Extérieur de la partie supérieure de la baie vu depuis l'intérieur d'un appartement
Date du document : 21/01/2025
Cette baie présente une mouluration romane à double rouleau. Du fait du manque d’épaulement (partie du mur qui permet de maintenir une baie), son cintre s’est légèrement brisé. Un fragment de la baguette de sertissage en plomb du vitrail qui fermait par le passé la baie a été retrouvé dans la feuillure de la baie. Cette dernière a par la suite été murée par de la maçonnerie pour ne laisser qu’une petite ouverture.
L’enfeu de Pierre d’Aubigné (2)
On remarque sous cette baie, au niveau du sol, une niche creusée au 15e siècle dans le rempart gallo-romain présentant une arcade en anse de panier sculptée de fines cannelures. Il s’agit d’un enfeu, un terme utilisé du Moyen Âge au 18e siècle pour désigner un tombeau. Celui-ci est aménagé dans une cavité creusée dans le mur du bâtiment.

Enfeu de Pierre d’Aubigné
Date du document : 21/01/2025
Dans cet enfeu se trouvait le tombeau d’un écuyer nommé Pierre d’Aubigné, seigneur de Beauchène et de Doué, mort en juillet 1401 à Paris. Son corps fut déposé dans cet enfeu en mars de l’année suivante. Son tombeau était surmonté d’une lame en marbre noir sur laquelle reposait un gisant de marbre blanc en tenue de combat.
On peut observer à l’est de cet enfeu, creusé également dans le rempart, des chapelles et ouvertures très dégradées.

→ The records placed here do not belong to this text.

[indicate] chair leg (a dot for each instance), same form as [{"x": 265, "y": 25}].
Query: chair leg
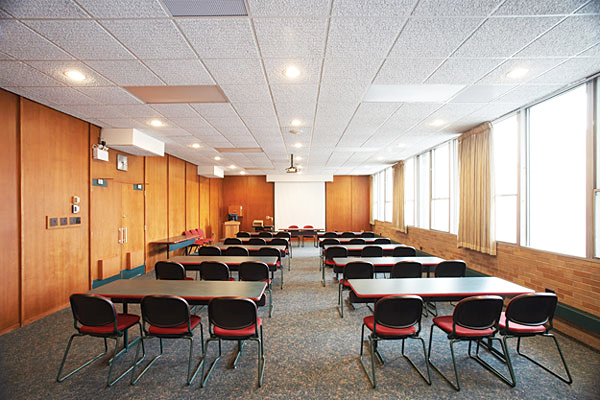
[{"x": 569, "y": 379}]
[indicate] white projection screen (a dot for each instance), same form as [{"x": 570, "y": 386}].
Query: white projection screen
[{"x": 299, "y": 203}]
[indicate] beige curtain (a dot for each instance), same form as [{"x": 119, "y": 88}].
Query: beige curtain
[
  {"x": 398, "y": 212},
  {"x": 476, "y": 212}
]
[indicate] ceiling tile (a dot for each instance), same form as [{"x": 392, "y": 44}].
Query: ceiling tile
[
  {"x": 235, "y": 70},
  {"x": 361, "y": 37},
  {"x": 84, "y": 39},
  {"x": 124, "y": 8},
  {"x": 158, "y": 39},
  {"x": 220, "y": 37},
  {"x": 15, "y": 34},
  {"x": 291, "y": 37},
  {"x": 570, "y": 37},
  {"x": 126, "y": 73},
  {"x": 463, "y": 71},
  {"x": 181, "y": 72},
  {"x": 433, "y": 37},
  {"x": 485, "y": 41},
  {"x": 396, "y": 71}
]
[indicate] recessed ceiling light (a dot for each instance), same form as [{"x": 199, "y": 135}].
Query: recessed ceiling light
[
  {"x": 75, "y": 75},
  {"x": 517, "y": 73},
  {"x": 291, "y": 72}
]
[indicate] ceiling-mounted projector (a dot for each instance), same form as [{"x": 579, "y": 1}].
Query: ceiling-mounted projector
[{"x": 291, "y": 169}]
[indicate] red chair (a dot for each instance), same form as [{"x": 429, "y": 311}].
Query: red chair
[{"x": 96, "y": 316}]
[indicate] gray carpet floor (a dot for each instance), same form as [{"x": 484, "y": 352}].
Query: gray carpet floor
[{"x": 310, "y": 353}]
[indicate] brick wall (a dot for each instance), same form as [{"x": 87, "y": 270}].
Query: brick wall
[{"x": 575, "y": 280}]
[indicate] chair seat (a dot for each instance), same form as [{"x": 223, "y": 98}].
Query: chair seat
[
  {"x": 249, "y": 331},
  {"x": 518, "y": 328},
  {"x": 180, "y": 329},
  {"x": 386, "y": 331},
  {"x": 445, "y": 324},
  {"x": 124, "y": 321}
]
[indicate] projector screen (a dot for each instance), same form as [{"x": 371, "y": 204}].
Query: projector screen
[{"x": 299, "y": 203}]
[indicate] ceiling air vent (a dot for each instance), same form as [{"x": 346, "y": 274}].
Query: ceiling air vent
[{"x": 206, "y": 8}]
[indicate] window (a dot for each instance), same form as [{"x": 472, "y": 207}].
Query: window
[
  {"x": 409, "y": 192},
  {"x": 557, "y": 173},
  {"x": 505, "y": 152}
]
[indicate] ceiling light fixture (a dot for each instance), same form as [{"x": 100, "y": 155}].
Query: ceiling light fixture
[
  {"x": 517, "y": 73},
  {"x": 75, "y": 75},
  {"x": 291, "y": 72}
]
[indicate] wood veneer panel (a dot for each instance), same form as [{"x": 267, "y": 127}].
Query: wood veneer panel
[
  {"x": 192, "y": 197},
  {"x": 156, "y": 208},
  {"x": 54, "y": 167},
  {"x": 9, "y": 212}
]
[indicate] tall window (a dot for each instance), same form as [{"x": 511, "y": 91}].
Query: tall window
[
  {"x": 557, "y": 173},
  {"x": 505, "y": 147},
  {"x": 409, "y": 192}
]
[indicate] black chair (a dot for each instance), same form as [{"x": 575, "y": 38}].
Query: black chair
[
  {"x": 169, "y": 270},
  {"x": 530, "y": 315},
  {"x": 272, "y": 252},
  {"x": 394, "y": 318},
  {"x": 257, "y": 241},
  {"x": 209, "y": 251},
  {"x": 214, "y": 271},
  {"x": 372, "y": 251},
  {"x": 474, "y": 319},
  {"x": 404, "y": 251},
  {"x": 406, "y": 269},
  {"x": 234, "y": 318},
  {"x": 354, "y": 270},
  {"x": 257, "y": 271},
  {"x": 169, "y": 317},
  {"x": 96, "y": 316},
  {"x": 382, "y": 241},
  {"x": 236, "y": 251}
]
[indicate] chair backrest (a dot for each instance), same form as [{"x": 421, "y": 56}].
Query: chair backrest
[
  {"x": 532, "y": 309},
  {"x": 335, "y": 251},
  {"x": 257, "y": 241},
  {"x": 399, "y": 312},
  {"x": 404, "y": 251},
  {"x": 92, "y": 310},
  {"x": 232, "y": 312},
  {"x": 209, "y": 251},
  {"x": 214, "y": 271},
  {"x": 169, "y": 270},
  {"x": 165, "y": 311},
  {"x": 357, "y": 241},
  {"x": 236, "y": 251},
  {"x": 372, "y": 251},
  {"x": 359, "y": 270},
  {"x": 265, "y": 234},
  {"x": 406, "y": 269},
  {"x": 451, "y": 269},
  {"x": 330, "y": 241},
  {"x": 253, "y": 271},
  {"x": 478, "y": 312},
  {"x": 382, "y": 241}
]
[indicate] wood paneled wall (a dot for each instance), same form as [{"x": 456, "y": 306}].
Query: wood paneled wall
[
  {"x": 54, "y": 167},
  {"x": 253, "y": 193},
  {"x": 575, "y": 280},
  {"x": 10, "y": 305},
  {"x": 347, "y": 203}
]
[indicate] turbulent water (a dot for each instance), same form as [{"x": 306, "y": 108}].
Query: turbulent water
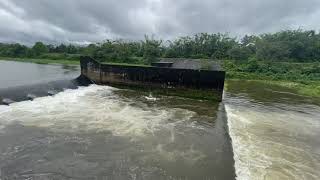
[
  {"x": 98, "y": 132},
  {"x": 275, "y": 133}
]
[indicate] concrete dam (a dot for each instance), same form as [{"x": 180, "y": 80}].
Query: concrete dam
[
  {"x": 181, "y": 77},
  {"x": 168, "y": 76}
]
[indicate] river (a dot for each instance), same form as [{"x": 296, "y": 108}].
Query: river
[{"x": 100, "y": 132}]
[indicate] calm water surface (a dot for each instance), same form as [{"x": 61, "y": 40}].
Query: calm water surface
[{"x": 100, "y": 132}]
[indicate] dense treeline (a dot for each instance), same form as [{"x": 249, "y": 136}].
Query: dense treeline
[{"x": 284, "y": 46}]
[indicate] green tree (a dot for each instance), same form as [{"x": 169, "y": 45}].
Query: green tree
[{"x": 39, "y": 48}]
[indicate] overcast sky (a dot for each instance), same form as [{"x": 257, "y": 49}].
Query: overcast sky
[{"x": 83, "y": 21}]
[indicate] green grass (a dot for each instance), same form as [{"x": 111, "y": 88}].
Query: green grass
[
  {"x": 42, "y": 61},
  {"x": 305, "y": 87}
]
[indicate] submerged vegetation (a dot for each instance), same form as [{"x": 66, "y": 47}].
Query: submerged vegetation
[{"x": 290, "y": 58}]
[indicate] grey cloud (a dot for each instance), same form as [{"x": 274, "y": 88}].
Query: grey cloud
[{"x": 81, "y": 21}]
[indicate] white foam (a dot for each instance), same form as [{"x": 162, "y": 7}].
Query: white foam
[
  {"x": 273, "y": 145},
  {"x": 94, "y": 108}
]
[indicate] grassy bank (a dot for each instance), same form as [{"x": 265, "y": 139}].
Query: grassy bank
[
  {"x": 303, "y": 87},
  {"x": 288, "y": 75}
]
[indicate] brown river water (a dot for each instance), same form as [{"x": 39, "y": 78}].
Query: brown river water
[{"x": 99, "y": 132}]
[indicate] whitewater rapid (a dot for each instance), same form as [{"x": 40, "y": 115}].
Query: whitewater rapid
[
  {"x": 274, "y": 141},
  {"x": 103, "y": 132}
]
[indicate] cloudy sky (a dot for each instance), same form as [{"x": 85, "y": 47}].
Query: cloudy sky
[{"x": 83, "y": 21}]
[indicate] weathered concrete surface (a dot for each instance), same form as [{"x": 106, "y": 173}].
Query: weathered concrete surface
[{"x": 156, "y": 77}]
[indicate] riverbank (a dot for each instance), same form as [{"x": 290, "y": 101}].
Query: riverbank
[{"x": 303, "y": 87}]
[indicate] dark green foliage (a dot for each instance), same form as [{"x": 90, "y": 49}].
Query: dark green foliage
[{"x": 284, "y": 46}]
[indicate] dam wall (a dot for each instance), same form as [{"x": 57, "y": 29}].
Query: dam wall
[{"x": 154, "y": 77}]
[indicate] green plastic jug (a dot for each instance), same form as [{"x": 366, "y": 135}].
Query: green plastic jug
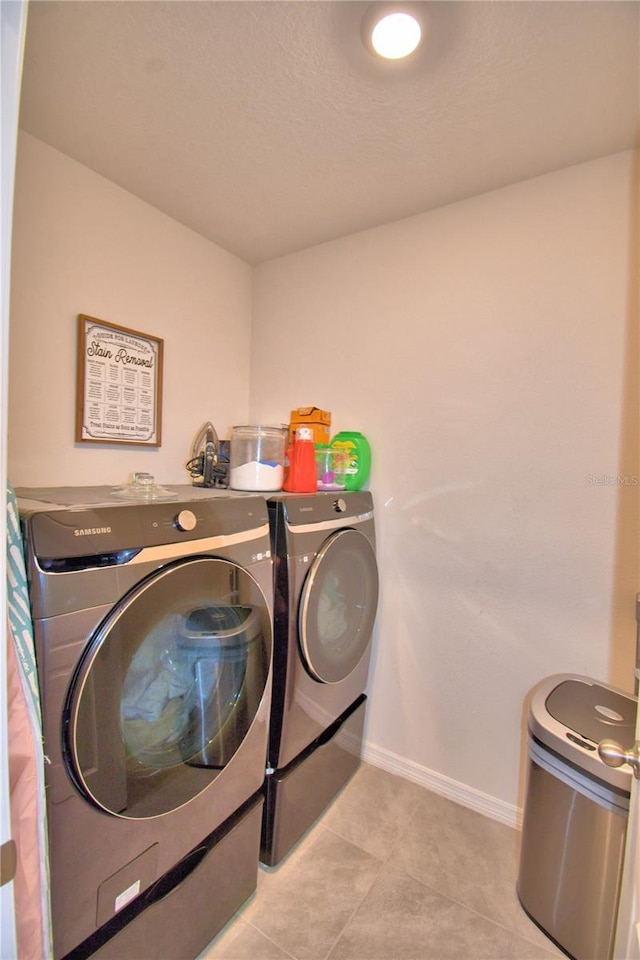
[{"x": 357, "y": 455}]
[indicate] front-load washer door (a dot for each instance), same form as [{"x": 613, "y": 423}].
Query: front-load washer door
[
  {"x": 338, "y": 606},
  {"x": 168, "y": 688}
]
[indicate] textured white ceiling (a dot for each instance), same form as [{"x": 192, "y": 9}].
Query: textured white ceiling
[{"x": 267, "y": 127}]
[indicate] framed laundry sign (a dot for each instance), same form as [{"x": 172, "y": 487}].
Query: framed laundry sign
[{"x": 119, "y": 384}]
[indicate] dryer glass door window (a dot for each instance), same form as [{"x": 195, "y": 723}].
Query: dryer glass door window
[
  {"x": 168, "y": 688},
  {"x": 338, "y": 606}
]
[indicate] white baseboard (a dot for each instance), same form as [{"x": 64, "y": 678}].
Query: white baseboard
[{"x": 489, "y": 806}]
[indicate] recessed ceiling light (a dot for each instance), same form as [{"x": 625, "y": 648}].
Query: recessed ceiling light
[{"x": 395, "y": 34}]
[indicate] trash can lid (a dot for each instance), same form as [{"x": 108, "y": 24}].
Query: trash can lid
[
  {"x": 571, "y": 714},
  {"x": 594, "y": 711}
]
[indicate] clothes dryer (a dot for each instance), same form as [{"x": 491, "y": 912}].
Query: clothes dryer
[
  {"x": 153, "y": 637},
  {"x": 326, "y": 595}
]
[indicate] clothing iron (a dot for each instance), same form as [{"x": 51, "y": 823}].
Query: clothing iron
[{"x": 205, "y": 466}]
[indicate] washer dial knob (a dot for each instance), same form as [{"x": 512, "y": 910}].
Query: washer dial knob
[{"x": 186, "y": 520}]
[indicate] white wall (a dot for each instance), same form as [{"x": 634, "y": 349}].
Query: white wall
[
  {"x": 83, "y": 245},
  {"x": 487, "y": 350}
]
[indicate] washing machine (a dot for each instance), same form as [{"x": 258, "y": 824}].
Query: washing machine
[
  {"x": 325, "y": 600},
  {"x": 153, "y": 632}
]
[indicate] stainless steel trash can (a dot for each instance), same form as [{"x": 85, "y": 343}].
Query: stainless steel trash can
[{"x": 575, "y": 813}]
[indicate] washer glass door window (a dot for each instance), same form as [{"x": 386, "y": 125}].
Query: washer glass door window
[
  {"x": 338, "y": 606},
  {"x": 168, "y": 687}
]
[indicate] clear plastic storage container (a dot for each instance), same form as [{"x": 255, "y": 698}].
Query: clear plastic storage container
[{"x": 257, "y": 458}]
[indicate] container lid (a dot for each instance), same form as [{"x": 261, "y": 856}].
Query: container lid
[
  {"x": 593, "y": 711},
  {"x": 571, "y": 714}
]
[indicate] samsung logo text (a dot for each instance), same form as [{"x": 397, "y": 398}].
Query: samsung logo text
[{"x": 90, "y": 531}]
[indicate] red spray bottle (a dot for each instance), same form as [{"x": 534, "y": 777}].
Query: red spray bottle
[{"x": 300, "y": 477}]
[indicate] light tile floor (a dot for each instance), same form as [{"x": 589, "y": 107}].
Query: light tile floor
[{"x": 391, "y": 871}]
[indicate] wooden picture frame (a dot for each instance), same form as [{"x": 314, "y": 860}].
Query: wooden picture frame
[{"x": 119, "y": 385}]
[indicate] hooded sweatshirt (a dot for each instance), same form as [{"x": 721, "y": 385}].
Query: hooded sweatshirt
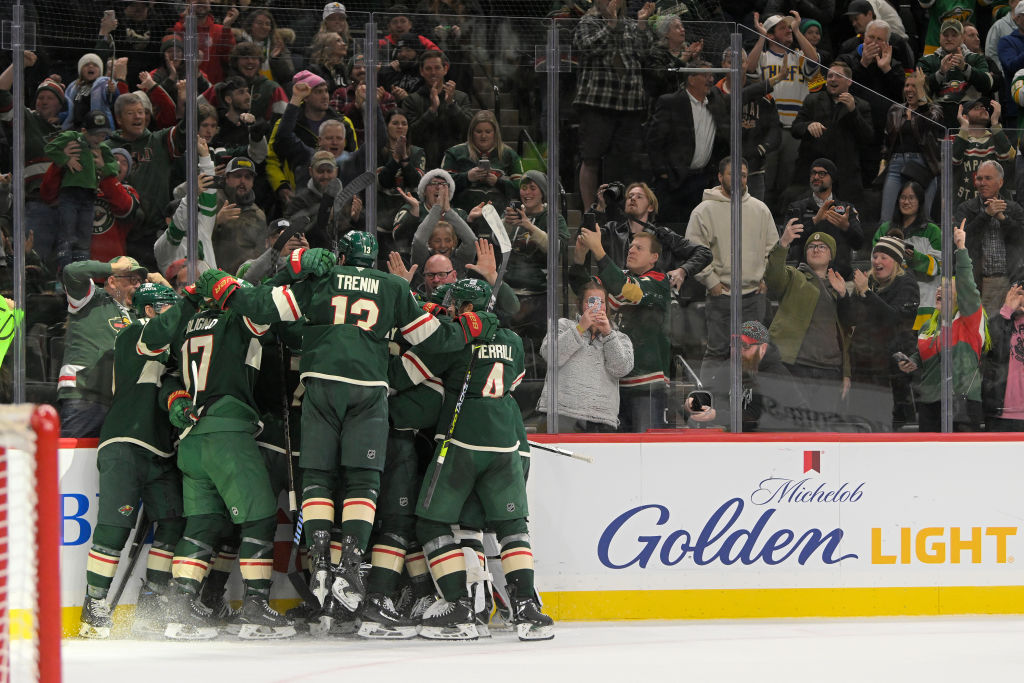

Dessin du tombeau de Pierre d’Aubigné
Date du document : 1695
Une baie à l’usage inconnu (3)
Au centre du mur se présente une grande baie de 8,50 mètres de hauteur et de 6 mètres de largeur, construite en tuffeau blanc, et dont l’arc plein cintre montre une fine cannelure alors que les pieds droits sont biseautés. D’après Maïlys Lallauret, cette ouverture daterait soit du 16e siècle, soit du 17e siècle. Elle a été murée en tuffeau gris avec à sa base un arc de décharge lors de la destruction partielle de l’église dans le premier tiers du 19e siècle. Nous ignorons encore aujourd’hui pour quelle raison précise cette baie a été ouverte.
La porte romane (4)
Cette porte romane à l’ouest du mur de base granitique et d’élévation en tuffeau date de la construction de l’église (13e siècle). Cette ouverture, creusée sur près de 4 mètres dans l’épaisseur du rempart, débouchait sur un petit bâtiment appelé parloir dans les textes anciens, situé au nord de ce rempart. Le parloir était composé d’une chambre pour le frère gardien et d’une salle destinée à l’accueil de la population souhaitant rendre visite aux Cordeliers. Ce bâtiment marquait l’entrée du couvent (porterie), située rue Saint-Jean.
La porte de l’orgue (5)
Cette ouverture au-dessus de la précédente a été découverte lors de la restauration de ce mur en 2005. Elle est citée dans les textes anciens comme une ouverture pour accéder à l’orgue. Elle est située au même niveau que la partie supérieure de l’enceinte du Bas-Empire sur laquelle les frères cordeliers firent construire une galerie ouverte décrite par Dubuisson-Aubenay. Elle permettait à l’organiste (et ses souffleurs) de se rendre du dortoir à cet orgue à l’abri des intempéries. Cet orgue fut acheté en 1623 par la mairie pour le couvent. Cette date pourrait correspondre à la construction de cette ouverture. Une tribune devait se trouver près de cette porte (peut-être sous la grande baie) sur laquelle était installé cet orgue qui, d’après les textes anciens, sonnait fort, et participait activement aux messes « à chants » que scandaient les frères cordeliers depuis le chœur.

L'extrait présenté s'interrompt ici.